Chronic migraine is a common conditions.

 
Vitamin D deficiency in chronic migraine

Vitamin D deficiency has become a very popular topic in lay and professional literature, and deservedly so.  Vitamin D is important not only for bone health, but for normal functioning of many organs.  Its deficiency appears to be much more common than it was previously suspected.  Dr.

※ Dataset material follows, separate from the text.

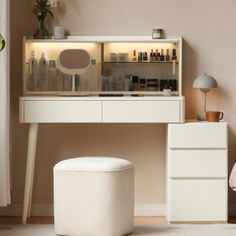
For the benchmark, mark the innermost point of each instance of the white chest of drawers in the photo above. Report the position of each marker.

Steve Wheeler has found vitamin D deficiency in 42% of 55 patients with chronic migraine headaches.  He presented these findings at the recent meeting of the American Headache Society.  We do not have evidence that taking vitamin D will help relieve headaches, however if a deficiency is present correcting it can certainly improve overall health of the patient.  One possible cause of what appears to be increasing incidence of vitamin D deficiency is widespread use of prescription and over-the-counter antacids.  Reducing stomach acidity helps relieve heartburn and other symptoms of reflux, but it may also interfere with absorption of vitamins and minerals.

 
Delaying treatment of pain has proven negative effects

Patients who faced delays in the treatment of their chronic pain were found to have worsening of their condition, according to a recent review published in the journal Pain.  The review of 24 trials showed that patients had a significant deterioration of their health-related quality of life and psychological well being.  This was true for patients who waited for six or more months to receive treatment.  Studies looking at shorter wait times were less conclusive.  The authors conclude that waiting for treatment of chronic pain for six months or longer is medically unacceptable.  While our medical system is often to blame for such delays, many patients delay their treatment for a variety of other reasons as well.  It is important for friends and relatives to urge someone who suffers from chronic pain (including headaches) to seek medical attention from a qualified specialist.